Creative Time - Do art and attention change the way I experience time?
Time stretches with the summer sun.
It collapses, loops, vanishes, or lingers, depending on how I meet it.
Time alters what I notice, what I miss, and what grows through attention. Perception expands and contracts with time.
Detail from Magic Diamonds
I’ve been thinking about time as an active collaborator in my creative process — a presence that shapes perception, attention, and relationship, and is shaped by them in return.
This has been sitting alongside Reflections, my current exhibition, in which time and attention both participate — often on their own terms rather than mine.
I haven’t yet made it back to see the works in person at the Tin Pot. I’ve loved hearing the feedback, and was especially stoked to learn that some people have been making their own reflective cards in response to the invitation and materials I left in the space. I’m still curious about how my own viewing experience might change — how it might feel contracted or expanded by what I’ve noticed in between. And I wonder if this happens for those who visit.
Working across different art forms makes changes in my experience of time very tangible.
Photography and painting are both deeply attentive practices, yet they hold very different relationships to time.
Photography, for me, works with the ephemeral. A particular quality of light, a movement of water or wind, a brief alignment of shadow and reflection — something that will not be there again in quite the same way. The creative act is quick, but ideally never casual. It requires a readiness to notice, to respond, to recognise a moment as meaningful while it is still unfolding. And then, paradoxically, to slow down — to be still with the moment, intentional and considered about how best to represent it.
Painting and photography hold very different relationships with time. The painting detail is from Inlet, while the photograph shows the same creek entrance.
The photograph becomes a trace of that encounter. A record of attention in time that has already passed.
Painting, by contrast, asks for duration. It stretches time through extended attention, and contracts it through stillness within the painted image.
Even when the subject is fleeting — light sparkling across moving water, the way a breeze reshapes a garden scene — painting requires that I stay. To remain with change rather than catch it. To sit inside uncertainty as the image shifts before me.
I might begin a painting thinking I am responding to morning light, only to realise, hours later, that what is emerging belongs better to afternoon. The colours deepen. Shadows lengthen. Decisions made earlier no longer fit. The painting changes, and so do I.
This is not about accuracy. It is about immersion.
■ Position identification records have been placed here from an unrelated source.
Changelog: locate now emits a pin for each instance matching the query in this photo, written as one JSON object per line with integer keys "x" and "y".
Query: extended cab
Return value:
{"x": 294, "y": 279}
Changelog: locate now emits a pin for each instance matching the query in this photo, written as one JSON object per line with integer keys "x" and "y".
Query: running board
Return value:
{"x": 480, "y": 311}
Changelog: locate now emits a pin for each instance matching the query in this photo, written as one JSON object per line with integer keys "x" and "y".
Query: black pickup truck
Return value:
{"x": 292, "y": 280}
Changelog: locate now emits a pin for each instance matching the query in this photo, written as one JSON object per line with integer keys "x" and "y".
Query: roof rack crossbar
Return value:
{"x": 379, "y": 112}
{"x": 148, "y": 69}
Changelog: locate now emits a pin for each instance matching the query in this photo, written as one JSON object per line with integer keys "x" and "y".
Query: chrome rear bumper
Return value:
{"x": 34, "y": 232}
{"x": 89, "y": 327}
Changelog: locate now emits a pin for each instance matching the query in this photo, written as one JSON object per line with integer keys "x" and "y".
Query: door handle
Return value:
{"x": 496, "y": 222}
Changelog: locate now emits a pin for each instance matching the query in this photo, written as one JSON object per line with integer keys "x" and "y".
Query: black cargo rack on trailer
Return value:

Painting stretches time by slowing it down, allowing perception to deepen through presence and repeated looking. It becomes a way of inhabiting the place I am painting rather than extracting a moment from it.
This is especially true when working from plein air, but I experience it even when that presence is mediated through a photograph I have taken myself.
Detail from a painting now in process, playing with shifts in garden light.
While some would disagree, I believe that none of these approaches are more valid than the others.
They simply work differently with time.
What they share is attention.
Attention expands. Where attention rests, something grows.
A photograph enlarges a moment by holding it open. A painting enlarges experience by returning to it again and again, letting time accumulate inside the work.
Perception does not shift all at once. It shifts through presence, through repetition, through staying with what is changing rather than rushing past it. In both cases, perception shifts — not because the subject changes, but because our way of being with it does.
Perception stretches with time — suggested for me in this image of the Rhyll wetlands.
There may be a natural rhythm at work – where attention ebbs and flows like the tides. This feels especially relevant in a culture that treats time as something to manage, optimise, or compress.
Creative practice offers another possibility: time as something to enter into, to be shaped by, rather than controlled. It opens a conversation about how we live inside time, and how art can make that experience more spacious — deepening presence and connection.
Art offers me this quietly and powerfully: not an escape from time, but a different way of inhabiting it.